WE KEEP BELGIUM ONLY AS A PAWN ; THE GRAVE OF BELGIUM

The German government had imposed strict censorship over the circulation of information in and out of the occupied territories and was infuriated by the furor caused by Raemaekers’ fiery cartoons. Raemaekers’ cartoons were picked up and reprinted in many of the leading newspapers on the continent and the British Isles and soon captured the conscience of Europe. Fearing that Raemaekers’ “inflammatory” cartoons were whipping up anti-German sentiment across the globe, the Kaiser’s government pressured Dutch authorities into arresting and putting Raemaekers on trial for violating Dutch neutrality, but the artist was acquitted of any wrong-doing by the jury. Determined to silence the popular polemicist by any means, the German government placed a 12,000 Guilders price on his head, dead or alive!

THE ASSASSINS

Fearing possible assassination by German agents, the cartoonist signed a long-term contract with a foreign newspaper and made plans to relocate his family to England in late December, 1915. According to the British press, Raemaekers’ wife received anonymous postcards warning her that their ship would most certainly be torpedoed in the North Sea, but the family landed safely in England. The cartoonist’s new English editors made the Dutchman feel most welcome and helped arrange an exhibition of 150 of his drawings in a London gallery. Publicized by The Times, the exhibition in the capital drew large crowds for a full five months and afterwards toured several other great cities in the British Isles before being shipped off and exhibited in Paris. Recognizing the propaganda value of Raemaekers’ illustrations, the British War Propaganda Bureau also courted the cartoonist and negotiated the reprinting of many of his images in cheap, widely circulating pamphlets, war relief posters, postcards, and other publications.

MY SON, GO AND FIGHT FOR YOUR MOTHERLAND

In an effort to draw Americans out of neutrality and into the war, in July, 1917, British authorities arranged a lecture tour for Raemaekers in the United States. During that visit, the artist signed a contract for syndication with the Hearst Press and by October more than 2,000 newspapers and magazines on both sides of the Atlantic were publishing his cartoons with a circulation of over 300,000,000.

 

MURDER ON THE HIGH SEAS ; THE LUSITANIA: HEROD’S NIGHTMARE

Between August 1914 and the signing of the armistice in 1918 Raemaekers had produced more than 1,000 cartoons critical of the German aggressors.
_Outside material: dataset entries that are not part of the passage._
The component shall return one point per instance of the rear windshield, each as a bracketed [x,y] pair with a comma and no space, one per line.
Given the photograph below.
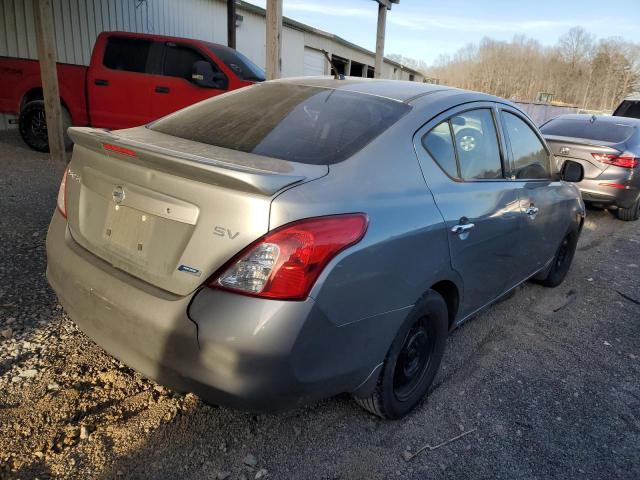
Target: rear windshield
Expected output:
[311,125]
[244,68]
[609,132]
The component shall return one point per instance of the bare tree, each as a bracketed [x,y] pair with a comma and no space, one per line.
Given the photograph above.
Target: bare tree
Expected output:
[578,70]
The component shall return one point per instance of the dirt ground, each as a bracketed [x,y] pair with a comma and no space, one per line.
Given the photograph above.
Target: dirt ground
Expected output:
[548,380]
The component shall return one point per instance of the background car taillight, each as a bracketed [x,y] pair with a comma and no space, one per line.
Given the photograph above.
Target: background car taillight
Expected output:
[62,194]
[286,262]
[619,161]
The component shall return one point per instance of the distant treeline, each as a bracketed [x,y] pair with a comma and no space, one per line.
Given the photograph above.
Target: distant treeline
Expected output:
[578,70]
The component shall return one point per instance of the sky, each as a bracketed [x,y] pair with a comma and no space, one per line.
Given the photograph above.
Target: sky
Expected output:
[424,29]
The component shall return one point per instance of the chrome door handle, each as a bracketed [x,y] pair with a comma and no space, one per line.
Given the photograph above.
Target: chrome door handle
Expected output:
[531,211]
[462,228]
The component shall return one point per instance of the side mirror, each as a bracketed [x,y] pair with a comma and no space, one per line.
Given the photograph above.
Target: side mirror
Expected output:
[204,76]
[572,171]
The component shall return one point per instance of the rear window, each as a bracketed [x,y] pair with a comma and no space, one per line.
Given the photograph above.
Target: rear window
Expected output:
[628,108]
[609,132]
[129,54]
[244,68]
[311,125]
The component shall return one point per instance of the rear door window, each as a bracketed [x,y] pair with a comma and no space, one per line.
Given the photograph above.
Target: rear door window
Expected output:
[530,158]
[477,145]
[299,123]
[179,61]
[439,144]
[128,54]
[628,108]
[244,68]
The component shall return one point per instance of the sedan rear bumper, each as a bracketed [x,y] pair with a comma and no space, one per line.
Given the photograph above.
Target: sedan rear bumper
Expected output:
[243,352]
[593,191]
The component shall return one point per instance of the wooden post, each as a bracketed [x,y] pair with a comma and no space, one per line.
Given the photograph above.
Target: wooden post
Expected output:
[274,39]
[382,21]
[46,44]
[231,23]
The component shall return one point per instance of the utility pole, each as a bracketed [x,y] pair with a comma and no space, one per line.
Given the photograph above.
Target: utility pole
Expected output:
[274,39]
[46,44]
[231,23]
[383,6]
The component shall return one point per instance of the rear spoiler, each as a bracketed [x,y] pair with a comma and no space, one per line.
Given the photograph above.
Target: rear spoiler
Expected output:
[580,141]
[215,165]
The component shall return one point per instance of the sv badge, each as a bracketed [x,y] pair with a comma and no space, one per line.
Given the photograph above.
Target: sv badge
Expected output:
[225,232]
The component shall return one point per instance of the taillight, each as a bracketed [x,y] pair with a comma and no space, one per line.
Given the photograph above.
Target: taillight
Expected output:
[61,203]
[286,262]
[624,161]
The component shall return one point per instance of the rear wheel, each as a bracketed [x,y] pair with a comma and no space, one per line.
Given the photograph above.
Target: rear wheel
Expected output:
[412,361]
[561,261]
[32,123]
[631,213]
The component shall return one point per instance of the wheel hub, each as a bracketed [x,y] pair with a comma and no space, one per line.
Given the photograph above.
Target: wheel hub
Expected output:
[412,361]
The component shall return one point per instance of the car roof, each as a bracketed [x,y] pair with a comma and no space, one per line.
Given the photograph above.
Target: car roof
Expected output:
[631,122]
[398,90]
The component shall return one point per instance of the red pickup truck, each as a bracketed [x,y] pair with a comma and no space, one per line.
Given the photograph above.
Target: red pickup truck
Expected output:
[132,79]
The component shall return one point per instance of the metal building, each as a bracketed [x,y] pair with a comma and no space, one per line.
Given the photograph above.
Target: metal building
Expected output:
[78,22]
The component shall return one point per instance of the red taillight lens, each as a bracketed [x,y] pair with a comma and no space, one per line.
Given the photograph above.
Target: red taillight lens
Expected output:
[286,262]
[624,162]
[61,203]
[119,149]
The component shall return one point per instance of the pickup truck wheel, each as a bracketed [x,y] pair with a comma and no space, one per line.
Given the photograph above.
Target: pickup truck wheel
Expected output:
[412,361]
[561,261]
[32,123]
[631,213]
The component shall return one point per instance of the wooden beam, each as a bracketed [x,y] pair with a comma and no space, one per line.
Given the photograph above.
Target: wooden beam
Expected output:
[274,39]
[231,23]
[46,44]
[382,21]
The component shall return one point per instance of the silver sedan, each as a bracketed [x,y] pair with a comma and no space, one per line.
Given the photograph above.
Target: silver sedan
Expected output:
[301,238]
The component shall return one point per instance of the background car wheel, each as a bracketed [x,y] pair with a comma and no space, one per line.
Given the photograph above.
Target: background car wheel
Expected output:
[561,261]
[631,213]
[412,361]
[32,124]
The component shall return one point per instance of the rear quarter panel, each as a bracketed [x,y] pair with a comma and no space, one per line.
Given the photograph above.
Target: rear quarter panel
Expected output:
[405,249]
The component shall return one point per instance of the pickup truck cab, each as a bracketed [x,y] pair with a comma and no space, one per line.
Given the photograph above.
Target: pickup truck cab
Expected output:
[132,79]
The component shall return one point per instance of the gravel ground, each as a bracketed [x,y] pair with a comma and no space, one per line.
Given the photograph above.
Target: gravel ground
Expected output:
[548,380]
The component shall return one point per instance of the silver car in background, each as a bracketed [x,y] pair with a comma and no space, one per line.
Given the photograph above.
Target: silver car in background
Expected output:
[301,238]
[608,148]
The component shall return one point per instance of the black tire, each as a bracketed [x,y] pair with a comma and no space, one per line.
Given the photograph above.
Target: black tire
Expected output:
[630,214]
[33,126]
[561,261]
[412,360]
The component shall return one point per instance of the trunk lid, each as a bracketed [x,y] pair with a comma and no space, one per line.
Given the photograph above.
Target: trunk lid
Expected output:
[580,150]
[167,210]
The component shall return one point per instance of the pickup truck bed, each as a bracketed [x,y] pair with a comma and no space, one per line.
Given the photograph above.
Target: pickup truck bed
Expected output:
[132,79]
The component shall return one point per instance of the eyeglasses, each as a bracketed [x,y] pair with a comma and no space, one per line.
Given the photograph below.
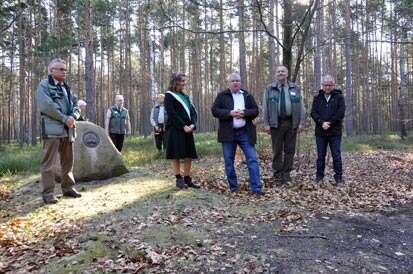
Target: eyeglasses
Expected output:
[61,69]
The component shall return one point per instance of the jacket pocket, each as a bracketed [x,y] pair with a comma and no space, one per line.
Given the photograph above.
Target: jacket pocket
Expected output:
[52,127]
[272,99]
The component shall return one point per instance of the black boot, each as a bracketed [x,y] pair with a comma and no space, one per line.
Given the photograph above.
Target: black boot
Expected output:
[189,183]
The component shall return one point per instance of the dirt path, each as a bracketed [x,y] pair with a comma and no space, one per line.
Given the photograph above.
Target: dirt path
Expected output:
[140,222]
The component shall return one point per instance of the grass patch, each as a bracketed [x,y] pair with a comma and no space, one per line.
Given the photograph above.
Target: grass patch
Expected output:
[162,234]
[141,152]
[14,160]
[96,248]
[389,140]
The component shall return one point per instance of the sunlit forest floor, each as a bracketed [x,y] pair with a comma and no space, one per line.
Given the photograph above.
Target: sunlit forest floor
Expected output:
[140,222]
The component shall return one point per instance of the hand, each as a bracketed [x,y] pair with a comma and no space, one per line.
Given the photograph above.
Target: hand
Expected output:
[238,114]
[70,122]
[326,125]
[188,129]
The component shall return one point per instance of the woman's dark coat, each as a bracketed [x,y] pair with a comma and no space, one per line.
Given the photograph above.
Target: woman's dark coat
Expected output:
[180,145]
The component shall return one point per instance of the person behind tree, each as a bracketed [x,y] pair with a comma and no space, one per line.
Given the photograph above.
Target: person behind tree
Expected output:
[180,125]
[328,111]
[158,121]
[82,107]
[284,117]
[58,113]
[117,123]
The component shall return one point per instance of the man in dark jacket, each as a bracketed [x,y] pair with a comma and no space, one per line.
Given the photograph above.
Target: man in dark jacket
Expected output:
[328,112]
[236,108]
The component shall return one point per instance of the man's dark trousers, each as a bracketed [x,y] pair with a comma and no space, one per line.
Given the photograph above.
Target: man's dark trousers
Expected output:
[334,142]
[283,146]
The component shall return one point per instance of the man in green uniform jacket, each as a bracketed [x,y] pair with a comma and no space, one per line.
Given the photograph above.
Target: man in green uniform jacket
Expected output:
[58,112]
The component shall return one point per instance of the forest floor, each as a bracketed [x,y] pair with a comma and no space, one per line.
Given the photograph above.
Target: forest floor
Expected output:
[140,222]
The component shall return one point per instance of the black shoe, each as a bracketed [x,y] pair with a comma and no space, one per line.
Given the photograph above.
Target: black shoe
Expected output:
[191,184]
[278,182]
[50,199]
[286,179]
[71,193]
[180,183]
[259,192]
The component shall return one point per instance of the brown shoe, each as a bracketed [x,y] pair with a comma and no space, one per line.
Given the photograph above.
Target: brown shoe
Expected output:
[50,199]
[180,183]
[71,193]
[189,183]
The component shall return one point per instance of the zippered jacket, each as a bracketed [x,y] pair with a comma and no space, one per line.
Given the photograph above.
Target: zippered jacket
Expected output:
[221,109]
[270,105]
[55,108]
[332,111]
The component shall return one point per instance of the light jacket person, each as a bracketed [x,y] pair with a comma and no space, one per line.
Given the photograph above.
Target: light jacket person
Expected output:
[58,113]
[117,122]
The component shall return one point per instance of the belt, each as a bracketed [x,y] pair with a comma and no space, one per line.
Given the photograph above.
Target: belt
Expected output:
[240,128]
[286,118]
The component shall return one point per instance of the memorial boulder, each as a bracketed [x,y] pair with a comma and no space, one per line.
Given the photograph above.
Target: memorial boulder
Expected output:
[95,156]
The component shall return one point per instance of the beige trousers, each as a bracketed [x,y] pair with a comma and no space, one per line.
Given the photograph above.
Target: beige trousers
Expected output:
[52,148]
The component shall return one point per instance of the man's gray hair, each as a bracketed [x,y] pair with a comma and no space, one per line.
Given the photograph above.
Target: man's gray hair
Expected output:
[328,77]
[54,62]
[282,66]
[81,103]
[232,75]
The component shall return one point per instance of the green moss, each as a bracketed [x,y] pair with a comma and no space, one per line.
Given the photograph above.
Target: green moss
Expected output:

Hundreds of his original cartoons were republished during and soon after the war in a couple of hefty volumes available in our own library collection: The century edition de luxe of Raemaekers’ war cartoons edited by J. Murray Allison with a foreword by Theodore Roosevelt (1917) and The Great War victory album (1919).

 

THANK GOD FOR MERRY ENGLAND   ;   FRANCE’S DAY, 1919

After the war, Raemaekers returned to producing more conventional cartoons, drawing more than 1,000 Flippie Flink illustrations for the Dutch Telegraf. Although he remained politically active and was critical of Italian fascism and German Nazism in the 1930s, he retired in 1941 and quietly returned to the Netherlands to live out the last years of his life.

~ by "The Chief" on May 20, 2011.

One Response to “WOLFSONIAN ARTIST PROFILE: LOUIS RAEMAEKERS (1869-1956)”

  1. Looks like a very intersting presentation. Wished i could attend it too. Are very much interested in Raemaekers work.The best made, from allied perspective,during WW1.